Retirement planning using mutual funds? Experts Radhika Gupta and PV Subramanyam explains how to go about it.

Coins surround a piggy bank in this arranged photograph (Photographer: Ron Antonelli/Bloomberg)  
Coins surround a piggy bank in this arranged photograph (Photographer: Ron Antonelli/Bloomberg)  

When you are young, retirement planning may not be the coolest way to spend time. But if you give it a thought, that’s worth it. Just like you need money today to pursue a decent lifestyle, you also require money to maintain a comfortable life after you stop working. Retirement planning is just that. It’s the process of identifying a corpus that can support the financial requirements during the golden years.

“The increase in average life expectancy, a shift from joint family to a nuclear family thereby, reducing the dependence on kids, and a sustained increase in prices of goods and services due to inflation make it even more important for one to start planning for their retirement early,” said Radhika Gupta, chief executive officer at Edelweiss AMC.

Asset allocation plays a key role in retirement planning. “When you are young and starting out, you can take more risk which means you can hold more equity in your portfolio. But as you age and move closer to retirement, the amount of fixed income you hold needs to be higher in order to protect your savings until you need them,” Gupta said in BloombergQuint’s weekly series The Mutual Fund Show.

Watch the full show here:

Here are the edited excerpts from the interview:

A lot of millennials might be thinking: ‘Let’s live in the moment. Why plan to retire rich?’
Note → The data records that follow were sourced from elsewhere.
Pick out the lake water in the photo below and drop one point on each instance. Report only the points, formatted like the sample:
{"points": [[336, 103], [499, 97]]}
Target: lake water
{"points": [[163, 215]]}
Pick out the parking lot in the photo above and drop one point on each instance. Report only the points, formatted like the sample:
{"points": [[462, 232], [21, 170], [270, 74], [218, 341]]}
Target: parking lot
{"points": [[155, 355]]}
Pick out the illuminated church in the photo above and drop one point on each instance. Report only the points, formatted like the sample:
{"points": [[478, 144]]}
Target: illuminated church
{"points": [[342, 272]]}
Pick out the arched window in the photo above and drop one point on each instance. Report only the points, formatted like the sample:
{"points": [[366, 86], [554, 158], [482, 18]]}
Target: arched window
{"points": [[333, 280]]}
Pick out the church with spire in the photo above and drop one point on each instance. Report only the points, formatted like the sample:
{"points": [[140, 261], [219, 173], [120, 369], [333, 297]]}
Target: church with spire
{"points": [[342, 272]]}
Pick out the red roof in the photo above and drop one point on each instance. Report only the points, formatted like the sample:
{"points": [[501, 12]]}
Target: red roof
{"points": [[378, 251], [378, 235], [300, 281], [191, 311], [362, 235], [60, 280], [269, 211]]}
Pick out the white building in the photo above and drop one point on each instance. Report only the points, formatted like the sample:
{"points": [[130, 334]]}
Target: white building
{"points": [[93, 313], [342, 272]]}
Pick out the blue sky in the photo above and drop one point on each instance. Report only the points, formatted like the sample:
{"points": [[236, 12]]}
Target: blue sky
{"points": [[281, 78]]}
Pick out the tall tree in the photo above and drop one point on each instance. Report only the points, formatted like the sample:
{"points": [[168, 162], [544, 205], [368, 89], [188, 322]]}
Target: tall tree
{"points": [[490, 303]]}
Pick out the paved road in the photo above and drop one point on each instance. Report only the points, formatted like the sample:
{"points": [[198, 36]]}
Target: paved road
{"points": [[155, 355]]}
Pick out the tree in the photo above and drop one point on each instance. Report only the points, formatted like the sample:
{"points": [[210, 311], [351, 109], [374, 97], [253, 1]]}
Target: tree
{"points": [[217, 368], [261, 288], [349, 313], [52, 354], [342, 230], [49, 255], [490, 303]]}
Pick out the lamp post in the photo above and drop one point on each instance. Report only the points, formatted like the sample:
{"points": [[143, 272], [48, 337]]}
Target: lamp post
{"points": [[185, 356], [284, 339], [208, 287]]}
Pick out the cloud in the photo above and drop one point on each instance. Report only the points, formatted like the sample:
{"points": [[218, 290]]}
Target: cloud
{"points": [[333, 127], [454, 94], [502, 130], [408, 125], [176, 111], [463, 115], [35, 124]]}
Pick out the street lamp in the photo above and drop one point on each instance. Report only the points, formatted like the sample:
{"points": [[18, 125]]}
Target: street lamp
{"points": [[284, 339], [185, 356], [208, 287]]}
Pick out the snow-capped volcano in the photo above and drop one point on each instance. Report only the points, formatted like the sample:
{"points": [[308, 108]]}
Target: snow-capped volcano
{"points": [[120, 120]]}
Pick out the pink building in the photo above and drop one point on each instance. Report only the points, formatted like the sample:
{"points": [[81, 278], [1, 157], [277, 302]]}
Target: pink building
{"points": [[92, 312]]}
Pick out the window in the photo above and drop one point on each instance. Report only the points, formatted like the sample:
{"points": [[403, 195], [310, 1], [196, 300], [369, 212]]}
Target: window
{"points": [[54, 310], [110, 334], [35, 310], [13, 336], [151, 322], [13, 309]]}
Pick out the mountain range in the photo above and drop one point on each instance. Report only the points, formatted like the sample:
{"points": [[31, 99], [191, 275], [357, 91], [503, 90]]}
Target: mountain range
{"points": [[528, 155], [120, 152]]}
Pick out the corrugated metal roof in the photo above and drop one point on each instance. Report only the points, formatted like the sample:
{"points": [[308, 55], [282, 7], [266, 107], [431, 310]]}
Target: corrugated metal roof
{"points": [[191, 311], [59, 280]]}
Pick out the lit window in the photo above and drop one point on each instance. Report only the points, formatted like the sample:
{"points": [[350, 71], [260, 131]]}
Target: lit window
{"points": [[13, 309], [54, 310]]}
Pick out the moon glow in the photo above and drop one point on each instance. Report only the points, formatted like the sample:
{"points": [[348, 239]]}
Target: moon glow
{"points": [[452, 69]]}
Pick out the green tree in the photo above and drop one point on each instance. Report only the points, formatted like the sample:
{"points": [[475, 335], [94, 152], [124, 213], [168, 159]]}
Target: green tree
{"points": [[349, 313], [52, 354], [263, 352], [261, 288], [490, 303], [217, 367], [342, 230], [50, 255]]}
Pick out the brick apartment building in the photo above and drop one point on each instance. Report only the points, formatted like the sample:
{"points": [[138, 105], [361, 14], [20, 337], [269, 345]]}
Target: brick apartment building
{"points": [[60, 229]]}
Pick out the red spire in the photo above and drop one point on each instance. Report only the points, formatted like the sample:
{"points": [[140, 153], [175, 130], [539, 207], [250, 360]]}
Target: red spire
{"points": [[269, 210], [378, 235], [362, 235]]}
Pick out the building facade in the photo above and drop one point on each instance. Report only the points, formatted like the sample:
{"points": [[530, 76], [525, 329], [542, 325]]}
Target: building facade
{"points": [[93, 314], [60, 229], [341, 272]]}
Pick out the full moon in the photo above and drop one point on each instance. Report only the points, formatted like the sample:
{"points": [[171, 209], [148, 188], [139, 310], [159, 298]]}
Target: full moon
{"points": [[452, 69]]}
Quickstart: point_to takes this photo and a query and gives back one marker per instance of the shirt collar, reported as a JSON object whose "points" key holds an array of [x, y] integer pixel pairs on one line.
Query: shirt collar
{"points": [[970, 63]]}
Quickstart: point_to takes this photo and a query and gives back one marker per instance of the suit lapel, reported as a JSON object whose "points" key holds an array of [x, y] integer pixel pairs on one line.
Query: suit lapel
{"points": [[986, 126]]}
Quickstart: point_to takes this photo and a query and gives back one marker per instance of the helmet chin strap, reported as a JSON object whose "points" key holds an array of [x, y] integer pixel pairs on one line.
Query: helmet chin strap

Radhika Gupta: We did a survey about retirement planning with a group that ranges from the millennial to the old. Most people know that they have to retire but they are clueless about what it means to retire. A lot of people ask this question, and I think there are three answers to it.

One, the years you are going to spend in retirement are going up. When my father retired, he retired at 60 and life expectancy was 80-85. So, he is spending 25 years (in retirement). The average millennial wants to retire at 45-50, he is probably going to live till 90. So, he has 40 years of retirement life.

Two, we in India are moving from a joint family to a nuclear family. So, 70 percent of people say that my kids will support me in retirement, and 30 percent kids actually do. So, that reliance on someone else is going down.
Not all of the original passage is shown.